家族は不思議だ。あれば当たり前になってしまって冷たさばかりが目立つのに、無くしてしまえばその大切さが露呈する。父も母も、別に紫苑のことが嫌いで遠ざけているわけでも無かったし、暴力だって振るったことはなかった。あの二人はあの二人なりに、一生懸命紫苑が住むべき家を守ろうとしていた。


「人って、欲張りな生き物だから、与えられてしまえばその大きさに気がつかず、すぐ別のものが欲しくなるのよね。自分がいて、自分を育ててくれる人がいて、例え不器用でも心配をしてくれて、それだけでいいはずなのに。そんな家族がいたからこそ私はあの森で優しい女性に会う機会が与えられたというのに、そんなこと、気にもとめなかった」


「……家族は大切にしろって事?」


ふてくされたように言う少年の頭を軽くたたいて、その通り、と言ってやる。


「例え嫌いな家族でも、やっぱりいる理由はあるんだわ。例え顔を見たくないと飛び出しても、きっとそれは飛び出す理由を与えただけ。気づくのは本当に難しい。そして気づいたときにはもう遅い。だからそれがわかるまでは、家族を大切にした方がいいわ。現に直崇さんはあなたたちの生活を守るために家を留守にしたんだし、ちょっと不遇があっただけ」


むぅっと納得出来ない顔で地蔵とにらみ合う少年を見やったとき、また視界の端で黒いものが蠢いた。今度は気のせいなんかじゃない。

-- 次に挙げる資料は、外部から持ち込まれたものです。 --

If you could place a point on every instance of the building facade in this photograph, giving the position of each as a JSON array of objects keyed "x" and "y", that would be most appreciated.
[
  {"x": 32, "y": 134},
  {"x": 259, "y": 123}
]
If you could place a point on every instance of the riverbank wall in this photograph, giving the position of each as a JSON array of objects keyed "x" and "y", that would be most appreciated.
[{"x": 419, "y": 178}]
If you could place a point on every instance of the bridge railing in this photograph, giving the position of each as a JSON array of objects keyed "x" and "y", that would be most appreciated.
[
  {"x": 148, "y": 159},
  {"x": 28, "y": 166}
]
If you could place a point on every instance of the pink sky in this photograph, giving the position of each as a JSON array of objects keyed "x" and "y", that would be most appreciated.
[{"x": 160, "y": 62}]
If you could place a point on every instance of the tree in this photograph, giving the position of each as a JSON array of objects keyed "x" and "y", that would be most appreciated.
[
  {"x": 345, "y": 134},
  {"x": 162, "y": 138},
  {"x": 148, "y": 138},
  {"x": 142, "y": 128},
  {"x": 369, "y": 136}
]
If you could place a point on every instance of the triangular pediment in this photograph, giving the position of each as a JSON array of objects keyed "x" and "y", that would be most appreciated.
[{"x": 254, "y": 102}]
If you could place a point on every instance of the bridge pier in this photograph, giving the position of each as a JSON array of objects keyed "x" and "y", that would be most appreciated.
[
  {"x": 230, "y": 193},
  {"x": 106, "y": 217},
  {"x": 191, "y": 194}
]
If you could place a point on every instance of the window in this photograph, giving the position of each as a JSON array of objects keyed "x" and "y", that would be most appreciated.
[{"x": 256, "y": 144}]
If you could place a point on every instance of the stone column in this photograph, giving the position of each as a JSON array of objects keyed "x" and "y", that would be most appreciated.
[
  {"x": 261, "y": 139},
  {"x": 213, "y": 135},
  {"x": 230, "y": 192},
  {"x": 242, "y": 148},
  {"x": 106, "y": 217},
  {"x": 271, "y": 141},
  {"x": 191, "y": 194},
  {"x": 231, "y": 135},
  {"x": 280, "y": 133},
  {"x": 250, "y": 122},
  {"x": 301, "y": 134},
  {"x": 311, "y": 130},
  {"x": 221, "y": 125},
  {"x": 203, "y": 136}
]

そちらの方を見るが、はやり何も見えない。たださっき同様の場所から、黒い気配のようなものが溢れ出してくるような感覚が伝わってくる。ここに入るとき手で触れた波のように、黒々しい波紋が沸き上がっては押し寄せる。


「狗?」


波紋が押し寄せてくる方向は、レンの家の方だ。恐らく沙代を診ているはずのあの家から、間違いなく溢れ出てくる。


「レン!家に戻ろう!」


「は?なんかあったのか?」


「いやな予感がする。何もなければいいんだけど」


鼓動のように視界が揺れて、目に見えぬ感覚に、深い深い闇が見えた。